I really new to Python and coding in general, but I have been making some good strides.

I am able to pull some data off of the web through an API, and the result should be a string. What I am seeing though, are some instances such as "& amp;"" and " &quot". (I modified the character sets so it would print properly to the screen)

I figure there is a way to clean this string and remove the characters such that it looks like it does on a computer screen. I tried searching for urldecoding, but admittedly I dont even know if that is the solution.

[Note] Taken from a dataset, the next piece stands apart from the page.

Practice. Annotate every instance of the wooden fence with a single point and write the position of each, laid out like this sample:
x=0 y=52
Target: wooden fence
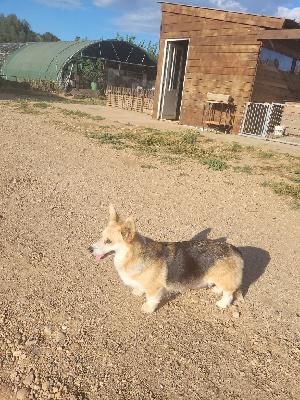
x=130 y=99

Any help on how to remove these "extra" characters and produce a readable string will be greatly appreciated!

Many thanks in advance,

Brock

mjv
  • 73,152
  • 14
  • 113
  • 156
Btibert3
  • 38,798
  • 44
  • 129
  • 168
  • 3
    See http://stackoverflow.com/questions/1208916/decoding-html-entities-with-python The keyword is `HTML entity/ies`. Many python libraries help you convert or deal with these in various ways. – mjv Feb 18 '10 at 04:01
  • Where are you getting these data? Presumably these are part of an HTML or XML file, and in parsing it your parser should automatically unescape it for you. – Mike Graham Feb 18 '10 at 04:52

1 Answers1

2

xml.sax.saxutils.unescape(data[, entities]): Unescape '&amp', '&lt', and '&gt' in a string of data.

You can unescape other strings of data by passing a dictionary as the optional entities parameter. The keys and values must all be strings; each key will be replaced with its corresponding value. '&amp', '&lt', and '&gt' are always unescaped, even if entities is provided.

pwdyson
  • 1,177
  • 7
  • 14